It’s been widely reported that almost 40 percent of Americans could be B12-deficient, according to the Framingham Offspring Study.
But if you look more closely at those numbers, you’ll see that this study actually found that 39 percent of people had B12 levels in the “low normal” range—well above the accepted level of deficiency.
In fact, the National Institutes of Health suggests only one to one and a half percent of people suffer from a shortage.
Most of us take in enough from food—milk, eggs, fish, poultry, and fortified cereals (all of which are prominent in the American diet).
That’s not to say everyone is safe from lagging levels.
Some—vegetarians, vegans, people with Chron’s or Celiac disease, and those who abuse alcohol—are susceptible to low levels because of diet choices or absorption issues.
But don’t succumb to a marketed solution off of a self-diagnosis—see your specialist!

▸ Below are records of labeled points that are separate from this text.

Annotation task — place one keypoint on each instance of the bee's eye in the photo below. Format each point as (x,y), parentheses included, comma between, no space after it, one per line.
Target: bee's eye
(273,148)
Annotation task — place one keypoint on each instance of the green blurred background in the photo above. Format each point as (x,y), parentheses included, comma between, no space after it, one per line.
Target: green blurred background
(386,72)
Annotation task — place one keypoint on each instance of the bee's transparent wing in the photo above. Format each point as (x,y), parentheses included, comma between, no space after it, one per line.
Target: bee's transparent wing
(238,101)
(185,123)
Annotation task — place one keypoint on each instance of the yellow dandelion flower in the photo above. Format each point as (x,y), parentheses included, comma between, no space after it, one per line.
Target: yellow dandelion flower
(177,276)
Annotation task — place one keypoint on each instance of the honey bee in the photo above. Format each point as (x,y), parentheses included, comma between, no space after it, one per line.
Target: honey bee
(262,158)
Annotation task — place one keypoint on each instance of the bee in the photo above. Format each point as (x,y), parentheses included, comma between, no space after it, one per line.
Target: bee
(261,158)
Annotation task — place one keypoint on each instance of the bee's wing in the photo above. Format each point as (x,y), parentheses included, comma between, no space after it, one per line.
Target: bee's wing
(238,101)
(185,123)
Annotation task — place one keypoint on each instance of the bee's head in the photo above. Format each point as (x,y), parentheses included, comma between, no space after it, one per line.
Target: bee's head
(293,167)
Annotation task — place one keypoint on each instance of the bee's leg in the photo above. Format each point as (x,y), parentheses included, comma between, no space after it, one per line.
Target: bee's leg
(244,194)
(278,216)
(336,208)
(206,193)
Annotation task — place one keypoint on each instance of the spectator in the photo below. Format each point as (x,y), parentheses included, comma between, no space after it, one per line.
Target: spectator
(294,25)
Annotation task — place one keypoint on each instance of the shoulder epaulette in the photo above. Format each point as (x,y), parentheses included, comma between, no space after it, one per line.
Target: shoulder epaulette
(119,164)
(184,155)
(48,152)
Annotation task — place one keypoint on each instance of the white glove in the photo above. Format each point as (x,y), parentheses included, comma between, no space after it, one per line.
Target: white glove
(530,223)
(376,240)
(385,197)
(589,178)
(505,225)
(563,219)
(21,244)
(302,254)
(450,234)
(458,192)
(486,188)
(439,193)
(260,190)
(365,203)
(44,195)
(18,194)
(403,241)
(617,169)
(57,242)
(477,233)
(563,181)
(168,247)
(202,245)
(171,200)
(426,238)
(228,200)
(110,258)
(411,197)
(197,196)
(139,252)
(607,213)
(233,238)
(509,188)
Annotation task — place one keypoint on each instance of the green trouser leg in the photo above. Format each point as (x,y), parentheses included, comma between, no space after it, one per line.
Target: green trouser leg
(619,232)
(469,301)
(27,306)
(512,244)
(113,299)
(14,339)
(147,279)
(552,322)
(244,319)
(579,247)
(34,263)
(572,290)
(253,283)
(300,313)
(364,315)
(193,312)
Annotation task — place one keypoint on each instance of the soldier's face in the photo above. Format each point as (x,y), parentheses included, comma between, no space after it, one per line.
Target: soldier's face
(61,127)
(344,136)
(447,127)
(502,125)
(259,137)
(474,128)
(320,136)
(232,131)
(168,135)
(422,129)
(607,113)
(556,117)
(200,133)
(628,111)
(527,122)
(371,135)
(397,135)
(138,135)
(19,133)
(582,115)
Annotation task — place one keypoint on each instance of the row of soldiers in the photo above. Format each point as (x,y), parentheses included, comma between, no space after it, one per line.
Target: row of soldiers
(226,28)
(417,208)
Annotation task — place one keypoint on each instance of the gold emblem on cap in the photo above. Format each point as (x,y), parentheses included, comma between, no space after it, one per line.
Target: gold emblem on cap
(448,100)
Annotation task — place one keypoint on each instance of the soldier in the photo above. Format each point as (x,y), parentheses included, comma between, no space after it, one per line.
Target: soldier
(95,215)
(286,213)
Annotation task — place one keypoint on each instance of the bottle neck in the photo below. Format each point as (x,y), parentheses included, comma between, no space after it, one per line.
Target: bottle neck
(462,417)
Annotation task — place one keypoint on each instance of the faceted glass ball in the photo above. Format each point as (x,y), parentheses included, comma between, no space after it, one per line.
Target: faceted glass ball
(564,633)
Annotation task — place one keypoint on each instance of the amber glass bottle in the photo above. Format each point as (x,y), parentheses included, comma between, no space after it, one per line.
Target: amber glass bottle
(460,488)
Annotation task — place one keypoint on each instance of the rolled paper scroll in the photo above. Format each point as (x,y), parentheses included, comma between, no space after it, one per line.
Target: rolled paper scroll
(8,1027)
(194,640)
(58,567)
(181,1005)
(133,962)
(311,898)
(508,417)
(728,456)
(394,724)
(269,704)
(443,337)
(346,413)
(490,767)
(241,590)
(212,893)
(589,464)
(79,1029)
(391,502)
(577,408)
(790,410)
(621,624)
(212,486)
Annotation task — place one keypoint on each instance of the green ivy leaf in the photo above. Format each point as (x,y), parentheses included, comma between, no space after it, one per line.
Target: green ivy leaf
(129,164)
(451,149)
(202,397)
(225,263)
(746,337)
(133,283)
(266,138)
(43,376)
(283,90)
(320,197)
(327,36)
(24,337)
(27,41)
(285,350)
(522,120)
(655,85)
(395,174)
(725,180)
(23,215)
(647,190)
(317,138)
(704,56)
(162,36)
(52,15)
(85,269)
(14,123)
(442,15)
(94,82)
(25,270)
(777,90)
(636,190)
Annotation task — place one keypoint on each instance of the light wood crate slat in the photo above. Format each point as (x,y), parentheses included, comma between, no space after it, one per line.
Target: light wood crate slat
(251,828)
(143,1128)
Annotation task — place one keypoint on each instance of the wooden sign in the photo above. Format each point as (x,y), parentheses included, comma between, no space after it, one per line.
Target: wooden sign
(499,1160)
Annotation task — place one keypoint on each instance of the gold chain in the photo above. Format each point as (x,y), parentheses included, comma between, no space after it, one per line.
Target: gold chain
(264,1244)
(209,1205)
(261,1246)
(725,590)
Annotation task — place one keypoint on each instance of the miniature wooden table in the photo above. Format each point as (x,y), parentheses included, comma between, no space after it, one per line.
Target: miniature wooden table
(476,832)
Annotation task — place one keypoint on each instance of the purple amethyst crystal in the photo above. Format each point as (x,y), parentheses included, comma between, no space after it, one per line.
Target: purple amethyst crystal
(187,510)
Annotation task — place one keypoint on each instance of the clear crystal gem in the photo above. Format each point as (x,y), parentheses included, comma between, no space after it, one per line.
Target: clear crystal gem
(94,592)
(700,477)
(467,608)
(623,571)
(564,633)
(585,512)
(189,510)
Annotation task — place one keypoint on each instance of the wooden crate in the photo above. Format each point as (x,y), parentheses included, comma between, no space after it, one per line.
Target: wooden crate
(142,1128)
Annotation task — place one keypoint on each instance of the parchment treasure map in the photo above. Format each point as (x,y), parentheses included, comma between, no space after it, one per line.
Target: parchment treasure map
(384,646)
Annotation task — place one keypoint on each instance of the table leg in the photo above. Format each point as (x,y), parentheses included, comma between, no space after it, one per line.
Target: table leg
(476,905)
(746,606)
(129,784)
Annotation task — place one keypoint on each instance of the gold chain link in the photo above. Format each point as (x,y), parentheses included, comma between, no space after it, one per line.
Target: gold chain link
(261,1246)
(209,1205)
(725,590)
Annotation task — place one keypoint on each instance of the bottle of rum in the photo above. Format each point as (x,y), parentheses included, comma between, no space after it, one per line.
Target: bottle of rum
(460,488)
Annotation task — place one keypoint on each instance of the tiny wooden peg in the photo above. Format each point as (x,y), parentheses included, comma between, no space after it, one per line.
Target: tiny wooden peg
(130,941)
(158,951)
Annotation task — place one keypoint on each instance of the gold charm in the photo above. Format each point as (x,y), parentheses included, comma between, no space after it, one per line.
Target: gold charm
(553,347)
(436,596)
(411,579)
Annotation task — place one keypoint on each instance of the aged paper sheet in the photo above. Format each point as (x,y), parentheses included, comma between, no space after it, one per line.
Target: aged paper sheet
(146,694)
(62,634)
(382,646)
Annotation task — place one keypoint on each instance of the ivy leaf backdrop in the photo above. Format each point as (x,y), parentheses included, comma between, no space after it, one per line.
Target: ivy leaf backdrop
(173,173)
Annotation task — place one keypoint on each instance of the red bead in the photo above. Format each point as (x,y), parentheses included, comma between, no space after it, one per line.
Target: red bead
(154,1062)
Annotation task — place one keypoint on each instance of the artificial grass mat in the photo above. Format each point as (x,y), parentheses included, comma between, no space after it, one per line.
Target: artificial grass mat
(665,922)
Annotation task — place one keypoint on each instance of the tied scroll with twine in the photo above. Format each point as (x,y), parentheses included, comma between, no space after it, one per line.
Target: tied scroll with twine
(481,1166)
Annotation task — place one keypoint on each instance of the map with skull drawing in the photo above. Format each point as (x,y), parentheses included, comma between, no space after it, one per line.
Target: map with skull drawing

Signs of low B12 levels (fatigue, weakness, sore tongue, tingling and numbness in your fingers and toes, difficulty walking, mood change, or memory loss) are also symptoms of other medical conditions.
Fallen for the craze (and worried your levels are in the clear)?
B12 doesn’t build up toxicity like some other vitamins can when taken in excess.
That means that you likely won’t see any negative side effects from too much. Like cellulite cream, it won’t help, but it probably won’t hurt.